Advanced .NET Debugging with windbg

Setup the environment

Download and install windows debugging tools: http://www.microsoft.com/whdc/devtools/debugging/default.mspx

Run windbg:

Press F6 (or File-> Attach to process) and select the process. You should see a new window with the list of dlls used by the process:

Windbg is a native debugger and is not aware of .NET CLR objects. But it is also an extensible debugger and it is possible to make him aware by loading some extensions. The one we are interested in is SOS. This is done by typing:

.loadby sos mscorwks

The command tells windbg to load sos.dll from the same directory as mscorwks.dll.

Next comes setting up the symbol files location. First the symbols of Microsoft dlls:

.sympath SRV*c:\wheretostorethefiles*http://msdl.microsoft.com/download/symbols

Next adding the symbols for the product under debug:

.sympath+ c:\LocationOfTheProgramFiles

You should see both paths at the output of the debug window.

Now we have to let our application run until the point where we want to analyze the leak. So hit F5.

Main Commands

• !finalizequeue –> Output the list of objects in the finalization queue.
• !address –summary –> Output a resume of the memory usage in the process.
• !eeheap –gc –> Output a resume of the memory used by the internal clr structures.
• !dumpheap –stat –> Output how many instances per type are in the heap.
• !dumpheap –type <TYPE> –> Output the instances of the given type in the heap.
• !dumpobj <address> –> Output the object at the given address.
• !gcroot <address> –> Output the root of the object at the given address.
• !threads –> List the clr threads.
• ~<ThreadNumber>s –> Switch to the given thread number.
• kc –> Output the native stack.
• kb –> Output the native stack including the arguments to the methods.
• !clrstack –> Output the managed stack.

A short overview of how memory management works on .NET

In short .NET memory management works by registering internally the objects that are allocated at the application roots:

• The global and static object pointers in an application.
• Any local variable/parameter object pointers on a thread's stack.
• Any CPU registers containing pointers to objects in the managed heap.

Once these objects are known their children are transverse to build a graph with the reachable objects. If an object is not reachable  then it is garbish an must be collected.

When an object is to be collected it first waits in a finalization queue. The finalization code runs in a separated thread called the finalizer thread. The actual process is a bit more complicated but there are very good articles on this topic:

Garbage Collection: Automatic Memory Management in the Microsoft .NET Framework

Garbage Collection - Part 2: Automatic Memory Management in the Microsoft .NET Framework

Detecting the leak

When I am analyzing a memory leak I first try to identify what is the operation causing the leak. This is done by observing the process memory behavior using task manager, performance counters or any other way of observing the memory usage of a process. The bigger the leak the easier it is to spot. Once the operation causing the leak is found things get simpler.

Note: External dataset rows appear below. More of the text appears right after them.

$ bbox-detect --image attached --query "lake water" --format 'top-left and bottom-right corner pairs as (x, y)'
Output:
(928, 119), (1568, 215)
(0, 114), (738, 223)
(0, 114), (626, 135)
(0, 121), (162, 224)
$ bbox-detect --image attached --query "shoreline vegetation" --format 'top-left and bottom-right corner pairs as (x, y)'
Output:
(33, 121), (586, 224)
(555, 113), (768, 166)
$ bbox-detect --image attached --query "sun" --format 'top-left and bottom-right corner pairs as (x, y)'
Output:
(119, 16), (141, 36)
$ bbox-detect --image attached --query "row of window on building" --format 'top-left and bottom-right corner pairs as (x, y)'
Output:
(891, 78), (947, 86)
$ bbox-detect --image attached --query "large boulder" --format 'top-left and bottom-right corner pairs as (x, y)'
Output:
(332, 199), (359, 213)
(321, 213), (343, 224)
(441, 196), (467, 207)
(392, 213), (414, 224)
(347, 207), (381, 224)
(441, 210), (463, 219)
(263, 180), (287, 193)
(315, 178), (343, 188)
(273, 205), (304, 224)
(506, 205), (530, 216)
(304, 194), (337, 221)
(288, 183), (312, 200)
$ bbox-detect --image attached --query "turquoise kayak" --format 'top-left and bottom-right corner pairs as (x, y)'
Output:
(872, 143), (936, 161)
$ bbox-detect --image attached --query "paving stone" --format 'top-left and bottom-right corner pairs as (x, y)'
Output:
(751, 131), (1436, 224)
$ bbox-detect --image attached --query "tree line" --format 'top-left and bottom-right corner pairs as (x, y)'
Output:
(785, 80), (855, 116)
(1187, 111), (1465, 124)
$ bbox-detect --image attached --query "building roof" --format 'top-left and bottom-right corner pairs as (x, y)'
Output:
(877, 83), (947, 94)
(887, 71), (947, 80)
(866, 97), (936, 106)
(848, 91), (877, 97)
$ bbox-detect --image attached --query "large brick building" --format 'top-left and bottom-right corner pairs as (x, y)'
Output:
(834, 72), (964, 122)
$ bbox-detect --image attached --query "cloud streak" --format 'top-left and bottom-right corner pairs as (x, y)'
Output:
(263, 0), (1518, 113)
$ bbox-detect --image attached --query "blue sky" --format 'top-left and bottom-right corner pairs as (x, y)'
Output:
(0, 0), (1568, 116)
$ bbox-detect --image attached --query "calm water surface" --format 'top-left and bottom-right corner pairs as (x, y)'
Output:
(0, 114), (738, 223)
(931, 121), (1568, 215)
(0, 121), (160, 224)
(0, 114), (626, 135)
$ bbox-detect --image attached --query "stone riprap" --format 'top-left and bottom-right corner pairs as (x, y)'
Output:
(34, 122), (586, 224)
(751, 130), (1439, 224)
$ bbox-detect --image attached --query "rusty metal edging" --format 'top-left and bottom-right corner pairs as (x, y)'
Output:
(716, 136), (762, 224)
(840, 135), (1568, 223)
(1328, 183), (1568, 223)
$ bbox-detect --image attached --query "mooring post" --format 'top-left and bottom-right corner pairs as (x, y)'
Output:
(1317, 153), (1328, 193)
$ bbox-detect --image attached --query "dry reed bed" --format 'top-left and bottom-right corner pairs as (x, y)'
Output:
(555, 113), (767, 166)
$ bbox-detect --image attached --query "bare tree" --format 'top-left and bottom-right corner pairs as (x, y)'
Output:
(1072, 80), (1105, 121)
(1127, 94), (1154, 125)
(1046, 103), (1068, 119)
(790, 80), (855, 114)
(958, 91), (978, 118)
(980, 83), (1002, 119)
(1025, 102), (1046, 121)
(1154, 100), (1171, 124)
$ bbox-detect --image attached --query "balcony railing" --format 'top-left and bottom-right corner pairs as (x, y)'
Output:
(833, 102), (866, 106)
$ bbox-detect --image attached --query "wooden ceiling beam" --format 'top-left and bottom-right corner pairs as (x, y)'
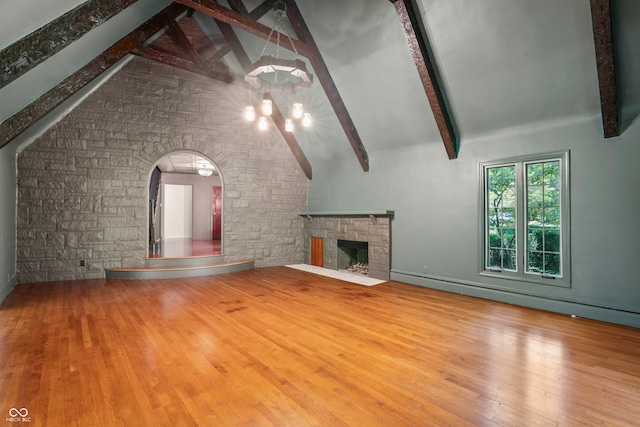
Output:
(169, 20), (200, 62)
(249, 0), (275, 21)
(175, 0), (310, 56)
(0, 4), (186, 148)
(389, 0), (459, 159)
(205, 4), (313, 180)
(591, 0), (620, 138)
(131, 46), (233, 83)
(263, 92), (313, 180)
(0, 0), (136, 89)
(287, 0), (369, 172)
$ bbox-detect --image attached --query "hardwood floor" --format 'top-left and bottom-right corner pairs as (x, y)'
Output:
(0, 267), (640, 426)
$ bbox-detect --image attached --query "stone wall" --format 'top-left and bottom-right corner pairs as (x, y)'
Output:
(304, 216), (391, 280)
(17, 58), (308, 282)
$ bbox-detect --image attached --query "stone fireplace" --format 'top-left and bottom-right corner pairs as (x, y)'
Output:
(301, 211), (393, 280)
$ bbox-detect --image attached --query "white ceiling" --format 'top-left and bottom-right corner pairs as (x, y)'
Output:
(0, 0), (640, 166)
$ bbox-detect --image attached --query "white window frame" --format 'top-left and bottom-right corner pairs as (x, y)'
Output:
(478, 151), (571, 287)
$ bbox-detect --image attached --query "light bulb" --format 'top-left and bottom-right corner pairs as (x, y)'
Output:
(262, 99), (273, 116)
(302, 113), (311, 127)
(244, 105), (256, 122)
(258, 116), (267, 130)
(284, 119), (293, 132)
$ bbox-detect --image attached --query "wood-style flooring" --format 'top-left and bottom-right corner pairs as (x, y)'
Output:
(0, 267), (640, 426)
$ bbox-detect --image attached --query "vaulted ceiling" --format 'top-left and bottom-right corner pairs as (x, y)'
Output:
(0, 0), (640, 178)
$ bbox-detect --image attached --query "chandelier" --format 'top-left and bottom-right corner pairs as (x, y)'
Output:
(244, 0), (313, 132)
(195, 157), (215, 178)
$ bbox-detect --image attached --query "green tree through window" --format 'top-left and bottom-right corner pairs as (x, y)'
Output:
(481, 152), (569, 283)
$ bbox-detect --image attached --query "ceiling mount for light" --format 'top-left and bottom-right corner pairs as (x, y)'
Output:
(245, 0), (313, 132)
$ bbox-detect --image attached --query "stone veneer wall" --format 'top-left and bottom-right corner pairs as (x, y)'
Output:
(304, 216), (391, 280)
(17, 58), (308, 282)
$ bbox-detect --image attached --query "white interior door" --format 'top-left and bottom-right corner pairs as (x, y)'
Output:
(162, 184), (193, 239)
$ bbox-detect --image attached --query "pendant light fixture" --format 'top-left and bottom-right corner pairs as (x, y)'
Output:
(245, 0), (313, 132)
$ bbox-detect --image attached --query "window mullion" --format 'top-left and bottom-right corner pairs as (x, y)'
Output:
(516, 163), (527, 274)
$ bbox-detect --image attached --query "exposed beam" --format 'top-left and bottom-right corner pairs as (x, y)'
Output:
(0, 0), (136, 88)
(390, 0), (459, 159)
(0, 4), (186, 148)
(263, 92), (313, 179)
(227, 0), (249, 15)
(591, 0), (620, 138)
(287, 0), (369, 172)
(215, 15), (251, 70)
(249, 0), (275, 21)
(169, 20), (200, 62)
(175, 0), (311, 56)
(131, 46), (233, 83)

Before executing that operation I break the process and run:

!dumpheap –stat to see what objects are in the heap.

I them execute the operation and repeat the command. There will be an increase in the number of objects and memory in some of the listed objects. After repeating the process a couple of times one will find a pattern and some suspects.

I select of those suspects, maybe the one causing the biggest increase in memory and use:

!dumpheap –type <object type>

This will list all the objects of that type in the heap. After this one can use the:

!objdump <address>

This will output the object content. The contents can point to the place in the code where these objects are coming from. There is another command that is very usefull to determine that:

!gcroot <address>

This will output the stack of the root of the object.The root will point to the place in the code where the object was created. It does not point to the exact line of code but to the class and method. One must look at the code and figure out the exact point.

Them comes asking if that object should still be in memory or if it should have been collected. If it should them there is an object referencing it. To fix the problem one must change the code to make sure that reference is cleared once the object is no longer needed.

One thing that is sometimes useful is to issue:

!threads

And get the number of the thread of the finalizer and them switch to it:

~<ThreadNumber>s

Finalize issue:

!clrstack

And get the stack where the thread is. If you have a long finalize queue maybe the thread is doing something he should not and you might find there a class finalizer doing things that should not be done on finalizers.